Thursday's first phase of voting is centred on northern and eastern India, including areas beset by a range of violent conflicts involving tribal, Maoist and Muslim fighters.
More than two million security personnel have been deployed around the country until balloting ends on May 13.
Many of India's voters are expected to make their choices along religious and caste lines or on the basis of strictly regional issue
A survey published in the Hindustan Times on Tuesday said development and economic opportunities were among the main issues for the voters in this election.
The Congress, ending a five-year period in power, has seen its main achievement - economic growth averaging more than eight per cent in recent years - hit by the global economic crisis.
In Amethi, a rural constituency represented by Rahul Gandhi, the son of Sonia Gandhi, the Congress chief, voters lament the lack of basic facilities like electricity, water and roads.
In contrast, the glittering shopping malls in India's bustling cities show that those who have benefitted most from India's economic reforms are a growing urban middle class, while millions of poor are being left behind.
Analysts say political parties are doing a poor job addressing the real concerns of the people.
"Sadly, there is no party that really is talking about basic issues like education, health, energy, housing, employment," Dipankar Gupta, an analyst in New Delhi, said.
"Or even thinking in terms of regenerating our economy, which has you know fallen to rather bad times."
The election campaign is also focusing on the confrontation between the two prime-ministerial candidates of this election - Manmohan Singh of the Congress and LK Advani of the BJP.
Incumbent Manmohan is 76-years-old and Advani is 81.
Advani has publicly accused Singh of being a weak prime minister, saying that "he has devalued this post".
The normally mild-mannered Singh has also criticised Advani, recalling his role in the controversial demolition of a mosque in 1992 and the anti-Muslim riots that occurred when the party was last in power.

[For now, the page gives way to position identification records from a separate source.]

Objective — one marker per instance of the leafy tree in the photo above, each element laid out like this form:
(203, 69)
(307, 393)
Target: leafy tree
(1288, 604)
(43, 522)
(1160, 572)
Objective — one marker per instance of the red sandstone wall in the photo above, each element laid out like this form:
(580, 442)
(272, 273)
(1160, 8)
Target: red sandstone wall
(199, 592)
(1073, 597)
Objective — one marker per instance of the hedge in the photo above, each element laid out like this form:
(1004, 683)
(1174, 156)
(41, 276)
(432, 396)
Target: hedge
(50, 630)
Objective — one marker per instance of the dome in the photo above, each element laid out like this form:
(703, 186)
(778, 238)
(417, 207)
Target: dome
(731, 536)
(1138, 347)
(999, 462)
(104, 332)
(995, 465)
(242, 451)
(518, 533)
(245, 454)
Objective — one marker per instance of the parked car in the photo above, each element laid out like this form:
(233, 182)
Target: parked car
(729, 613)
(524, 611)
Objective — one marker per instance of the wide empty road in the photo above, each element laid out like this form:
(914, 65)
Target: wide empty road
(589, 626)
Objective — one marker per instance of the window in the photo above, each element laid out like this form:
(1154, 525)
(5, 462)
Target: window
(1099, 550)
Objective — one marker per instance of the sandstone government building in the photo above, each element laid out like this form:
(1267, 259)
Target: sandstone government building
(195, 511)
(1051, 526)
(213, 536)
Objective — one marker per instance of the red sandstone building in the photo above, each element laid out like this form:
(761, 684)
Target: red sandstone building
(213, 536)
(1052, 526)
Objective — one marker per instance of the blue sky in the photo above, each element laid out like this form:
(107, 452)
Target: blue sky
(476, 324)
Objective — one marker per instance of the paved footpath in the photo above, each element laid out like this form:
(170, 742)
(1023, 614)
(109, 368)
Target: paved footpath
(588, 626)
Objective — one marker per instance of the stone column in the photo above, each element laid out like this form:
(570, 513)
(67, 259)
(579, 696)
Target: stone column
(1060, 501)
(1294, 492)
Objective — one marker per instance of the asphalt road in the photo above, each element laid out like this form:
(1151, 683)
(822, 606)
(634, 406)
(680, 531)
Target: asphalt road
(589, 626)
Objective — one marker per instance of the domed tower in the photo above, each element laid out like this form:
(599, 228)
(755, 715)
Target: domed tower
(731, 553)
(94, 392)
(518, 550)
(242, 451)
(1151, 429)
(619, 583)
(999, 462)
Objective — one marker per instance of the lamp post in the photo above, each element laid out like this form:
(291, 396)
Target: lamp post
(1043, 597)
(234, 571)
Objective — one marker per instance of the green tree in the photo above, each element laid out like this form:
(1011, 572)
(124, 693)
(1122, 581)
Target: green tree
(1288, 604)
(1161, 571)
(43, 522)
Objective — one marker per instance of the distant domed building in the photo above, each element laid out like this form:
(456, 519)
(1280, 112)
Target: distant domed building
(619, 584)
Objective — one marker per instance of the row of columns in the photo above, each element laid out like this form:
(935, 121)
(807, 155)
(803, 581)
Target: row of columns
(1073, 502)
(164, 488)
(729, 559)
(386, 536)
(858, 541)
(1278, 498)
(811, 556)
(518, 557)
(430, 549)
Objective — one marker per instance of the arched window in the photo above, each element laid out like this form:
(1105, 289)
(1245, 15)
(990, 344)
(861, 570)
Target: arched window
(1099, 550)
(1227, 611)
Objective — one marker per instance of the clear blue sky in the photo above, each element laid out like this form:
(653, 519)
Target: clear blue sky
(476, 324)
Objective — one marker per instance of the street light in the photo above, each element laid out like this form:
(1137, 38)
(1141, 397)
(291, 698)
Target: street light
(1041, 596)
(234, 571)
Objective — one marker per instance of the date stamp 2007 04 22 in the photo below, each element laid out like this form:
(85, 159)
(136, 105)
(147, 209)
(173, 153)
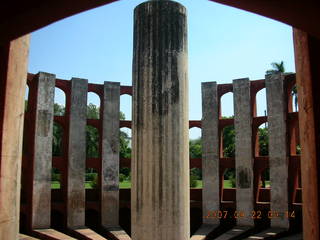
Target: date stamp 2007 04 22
(253, 214)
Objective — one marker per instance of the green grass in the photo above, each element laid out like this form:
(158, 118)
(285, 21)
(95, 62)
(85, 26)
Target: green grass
(125, 184)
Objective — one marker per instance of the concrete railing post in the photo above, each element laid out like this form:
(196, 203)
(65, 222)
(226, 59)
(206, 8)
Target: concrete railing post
(42, 162)
(13, 75)
(77, 153)
(110, 155)
(243, 151)
(278, 154)
(160, 160)
(210, 152)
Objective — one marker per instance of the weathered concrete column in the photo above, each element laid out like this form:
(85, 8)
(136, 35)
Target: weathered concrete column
(13, 76)
(278, 159)
(110, 155)
(243, 150)
(210, 151)
(307, 59)
(77, 153)
(42, 161)
(160, 167)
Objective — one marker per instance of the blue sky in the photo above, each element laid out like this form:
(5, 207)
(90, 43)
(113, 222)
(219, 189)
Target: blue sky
(224, 44)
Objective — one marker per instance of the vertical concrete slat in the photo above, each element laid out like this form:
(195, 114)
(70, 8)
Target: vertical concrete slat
(243, 150)
(210, 152)
(77, 153)
(42, 165)
(307, 52)
(160, 202)
(278, 159)
(110, 155)
(13, 75)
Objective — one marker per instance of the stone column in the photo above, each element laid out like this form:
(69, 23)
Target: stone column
(77, 153)
(13, 77)
(307, 53)
(160, 160)
(110, 155)
(210, 151)
(42, 161)
(278, 159)
(243, 150)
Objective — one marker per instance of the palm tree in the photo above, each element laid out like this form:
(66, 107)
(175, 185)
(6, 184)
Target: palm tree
(279, 68)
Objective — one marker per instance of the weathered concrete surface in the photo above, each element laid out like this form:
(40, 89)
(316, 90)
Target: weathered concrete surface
(243, 150)
(203, 231)
(51, 234)
(42, 165)
(88, 234)
(160, 160)
(210, 151)
(110, 155)
(234, 232)
(25, 237)
(118, 233)
(278, 160)
(266, 234)
(77, 153)
(13, 74)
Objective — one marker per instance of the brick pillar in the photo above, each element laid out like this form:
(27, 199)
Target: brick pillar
(160, 161)
(243, 150)
(42, 161)
(278, 154)
(210, 151)
(13, 75)
(110, 155)
(77, 153)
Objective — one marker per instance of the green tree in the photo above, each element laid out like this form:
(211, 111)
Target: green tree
(263, 141)
(58, 110)
(195, 148)
(228, 141)
(276, 68)
(280, 68)
(93, 111)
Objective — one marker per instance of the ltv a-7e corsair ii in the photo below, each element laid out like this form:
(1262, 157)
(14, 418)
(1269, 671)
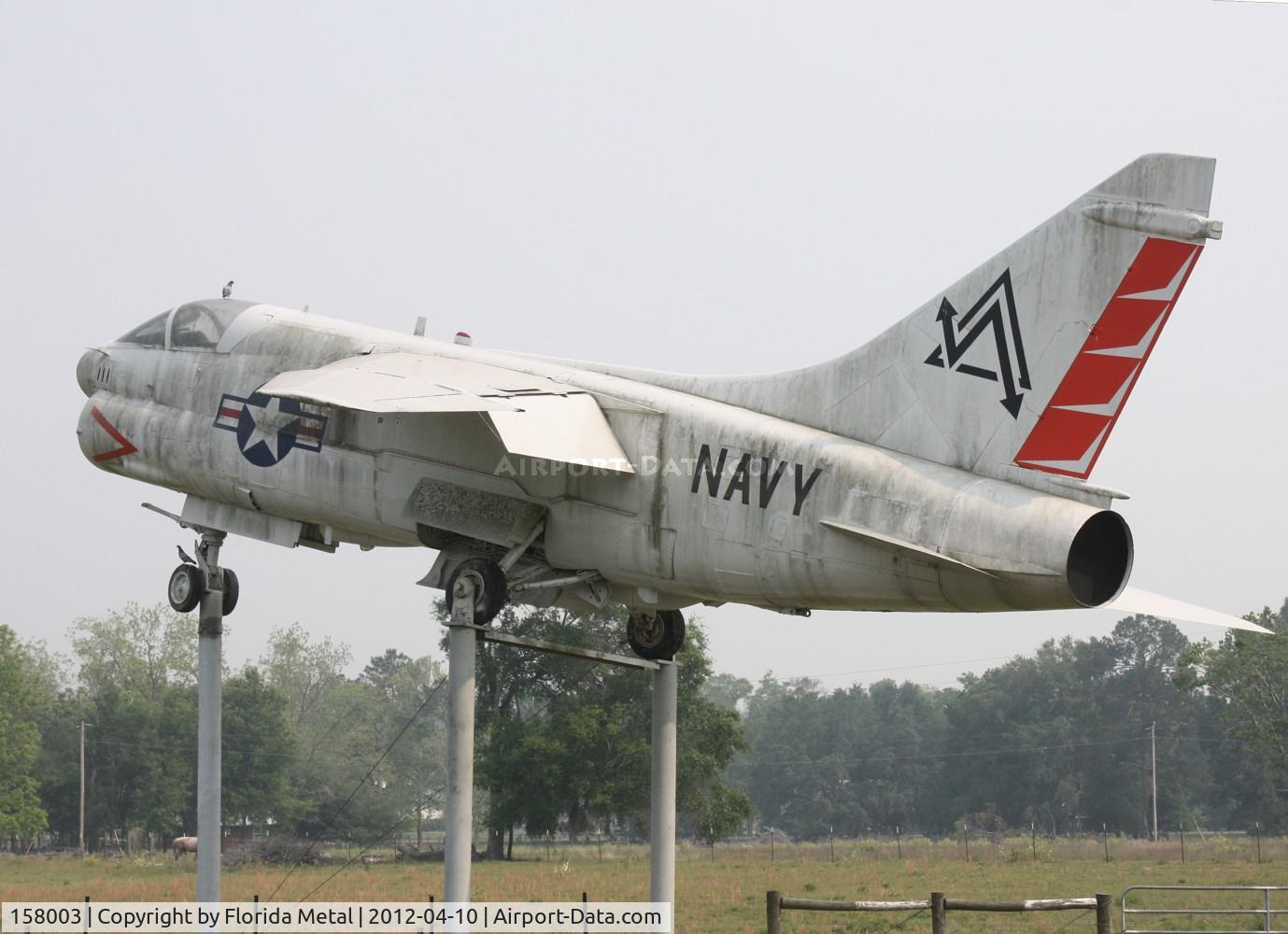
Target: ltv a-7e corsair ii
(941, 467)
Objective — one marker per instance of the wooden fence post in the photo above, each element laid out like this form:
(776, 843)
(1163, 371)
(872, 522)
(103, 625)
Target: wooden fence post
(1104, 913)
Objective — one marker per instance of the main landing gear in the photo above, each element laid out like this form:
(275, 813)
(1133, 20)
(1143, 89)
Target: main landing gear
(657, 635)
(491, 590)
(189, 585)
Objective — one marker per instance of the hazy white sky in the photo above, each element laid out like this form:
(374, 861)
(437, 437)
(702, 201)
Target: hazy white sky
(728, 187)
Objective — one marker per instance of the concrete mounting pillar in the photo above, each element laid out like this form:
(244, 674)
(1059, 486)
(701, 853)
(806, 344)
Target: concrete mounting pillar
(210, 632)
(662, 786)
(461, 645)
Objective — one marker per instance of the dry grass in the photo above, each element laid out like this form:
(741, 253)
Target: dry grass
(723, 896)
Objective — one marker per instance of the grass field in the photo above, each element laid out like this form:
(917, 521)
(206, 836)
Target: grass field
(726, 894)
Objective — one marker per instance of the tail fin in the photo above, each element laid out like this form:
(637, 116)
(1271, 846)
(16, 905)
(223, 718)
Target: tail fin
(1029, 359)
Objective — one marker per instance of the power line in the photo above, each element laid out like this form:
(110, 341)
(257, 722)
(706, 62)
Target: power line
(391, 828)
(359, 786)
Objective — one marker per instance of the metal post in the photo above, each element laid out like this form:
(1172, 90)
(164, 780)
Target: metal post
(210, 635)
(82, 788)
(461, 644)
(1104, 913)
(773, 913)
(1153, 778)
(662, 786)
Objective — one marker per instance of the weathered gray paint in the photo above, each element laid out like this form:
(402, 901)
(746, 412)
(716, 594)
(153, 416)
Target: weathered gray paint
(889, 483)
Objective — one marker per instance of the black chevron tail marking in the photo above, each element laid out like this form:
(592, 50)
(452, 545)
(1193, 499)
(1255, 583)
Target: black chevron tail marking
(960, 333)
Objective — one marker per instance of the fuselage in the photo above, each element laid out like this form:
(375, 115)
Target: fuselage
(726, 504)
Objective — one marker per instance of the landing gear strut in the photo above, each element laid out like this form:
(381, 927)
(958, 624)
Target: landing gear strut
(189, 585)
(656, 635)
(489, 587)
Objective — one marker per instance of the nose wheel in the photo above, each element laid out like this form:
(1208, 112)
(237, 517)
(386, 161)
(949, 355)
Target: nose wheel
(656, 635)
(189, 585)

Voting takes place in 543 constituencies in five phases from April 16 to May 13. Results declared on May 16.
16 April: Andhra Pradesh, Arunachal Pradesh, Assam, Bihar, Jammu and Kashmir, Kerala, Maharashtra, Manipur, Meghalaya, Mizoram, Nagaland, Orissa, Uttar Pradesh, Chattisgarh, Jharkhand, Andaman and Nicobar Islands, Lakshadwep
Total constituencies: 124
22 April: Manipur
23 April: Andhra Pradesh, Assam, Bihar, Goa, Jammu and Kashmir, Karnataka, Madhya Pradesh, Maharashtra, Orissa, Tripura, Utter Pradesh, Jharkhand
Total constituencies: 141
30 April: Bihar, Karnataka, Madhya Pradesh, Maharashtra, Uttar Pradesh, West Bengal, Jammu and Kashmir, Gujarat, Sikkim, Dadar and Nagar Haveli, Daman and Diu
Total constituencies: 107
7 May: Bihar, Haryana, Jammu and Kashmir, Punjab, Rajasthan, Uttar Pradesh, West Bengal, Delhi
Total constituencies: 85
13 May: Himachal Pradesh, Jammu and Kashmir, Punjab, Tamil Nadu, West Bengal, Uttarakhand, Chandigarh, Pondicherry, Uttar Pradesh
Total constituencies: 86
Singh, an Oxford-educated economist, was picked by Gandhi to be prime minister after the 2004 elections.
Polls indicate neither the Congress nor the BJP will win enough seats in the 543-seat Lok Sabha, or lower house of parliament, to rule on their own.

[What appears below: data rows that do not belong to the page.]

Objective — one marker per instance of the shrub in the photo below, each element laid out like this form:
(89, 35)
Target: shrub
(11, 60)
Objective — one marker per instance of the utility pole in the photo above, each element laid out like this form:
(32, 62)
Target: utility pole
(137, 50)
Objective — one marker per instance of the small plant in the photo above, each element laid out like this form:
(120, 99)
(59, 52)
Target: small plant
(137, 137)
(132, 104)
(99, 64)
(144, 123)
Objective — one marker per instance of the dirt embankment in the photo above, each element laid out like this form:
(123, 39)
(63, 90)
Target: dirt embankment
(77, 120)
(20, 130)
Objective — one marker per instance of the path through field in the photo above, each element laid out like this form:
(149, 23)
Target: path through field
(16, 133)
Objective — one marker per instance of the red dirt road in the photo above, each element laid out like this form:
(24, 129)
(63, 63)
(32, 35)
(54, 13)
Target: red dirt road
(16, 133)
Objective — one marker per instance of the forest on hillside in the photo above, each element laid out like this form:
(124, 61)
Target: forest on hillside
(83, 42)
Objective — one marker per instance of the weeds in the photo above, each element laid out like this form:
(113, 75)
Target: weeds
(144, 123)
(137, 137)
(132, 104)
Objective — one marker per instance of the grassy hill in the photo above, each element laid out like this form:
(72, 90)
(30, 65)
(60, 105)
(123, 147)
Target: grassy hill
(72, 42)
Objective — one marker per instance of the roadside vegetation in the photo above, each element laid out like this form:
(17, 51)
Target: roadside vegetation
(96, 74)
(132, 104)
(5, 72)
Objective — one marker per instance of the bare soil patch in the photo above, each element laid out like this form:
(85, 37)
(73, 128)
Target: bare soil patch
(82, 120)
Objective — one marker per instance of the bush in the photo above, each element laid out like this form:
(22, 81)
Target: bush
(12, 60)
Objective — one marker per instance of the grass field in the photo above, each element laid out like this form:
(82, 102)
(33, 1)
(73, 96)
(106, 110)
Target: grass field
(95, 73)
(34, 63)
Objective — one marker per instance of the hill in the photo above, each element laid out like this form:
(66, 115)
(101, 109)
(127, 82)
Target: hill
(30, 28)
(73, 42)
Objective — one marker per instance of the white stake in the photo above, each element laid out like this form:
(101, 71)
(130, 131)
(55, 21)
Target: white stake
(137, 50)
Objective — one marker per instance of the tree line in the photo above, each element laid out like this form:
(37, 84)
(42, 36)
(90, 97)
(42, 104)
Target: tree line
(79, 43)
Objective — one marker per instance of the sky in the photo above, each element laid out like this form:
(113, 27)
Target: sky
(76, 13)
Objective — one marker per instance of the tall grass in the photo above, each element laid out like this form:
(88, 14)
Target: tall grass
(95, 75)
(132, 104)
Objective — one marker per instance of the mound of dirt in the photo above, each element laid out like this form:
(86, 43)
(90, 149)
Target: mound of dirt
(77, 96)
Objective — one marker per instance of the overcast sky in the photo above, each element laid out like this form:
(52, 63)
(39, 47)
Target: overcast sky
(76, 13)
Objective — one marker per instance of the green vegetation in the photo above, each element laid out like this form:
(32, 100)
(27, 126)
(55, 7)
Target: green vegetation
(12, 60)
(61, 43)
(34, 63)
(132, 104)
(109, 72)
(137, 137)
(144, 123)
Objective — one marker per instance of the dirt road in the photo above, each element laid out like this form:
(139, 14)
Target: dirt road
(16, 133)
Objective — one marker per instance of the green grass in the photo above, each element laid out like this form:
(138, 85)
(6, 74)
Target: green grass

This has opened the door for regional parties focused on local issues or caste politics, to try and stake a claim to some of the support traditionally given to the two national parties.
The prospect of a shaky coalition of disparate allies is a turn-off for most Indian voters, with any new government likely to face national security concerns and a sharp economic slowdown after years of soaring growth.
The only viable alternative to a Congress- or BJP-led coalition is provided by a loose alliance of left-leaning and regional parties called the Third Front.
Negotiations are ongoing, but the alliance may join forces with Mayawati, a self-styled champion of the lower castes who has made no secret of her ambition to become India's first "untouchable" prime minister.
Barnaby Phillips, Al Jazeera's correspondent in Kerala, said: "Certainly as far as Congress is concerned, the left are saying, no, they will not work with them.
"They have that disagreement of principle as far as they are concerned over India's deal of nuclear cooperation with the United States. And that's when they stopped working with the Congress-led coalition," he said.
"Having said that, politics is politics. Neither Congress or the BJP is likely to emerge from this election, barring a major shock, with a clear majority.
"Either one of those parties it would appear is going to be looking around for coalition partners. And at that stage, who's to say.
"The left itself is very fractured and I've no doubt that there will be some people within it who would be tempted by a return to power if that were on offer."
Results of the election, which will use more than 1.3 million electronic voting machines in 828,804 polling stations, are expected on May 16.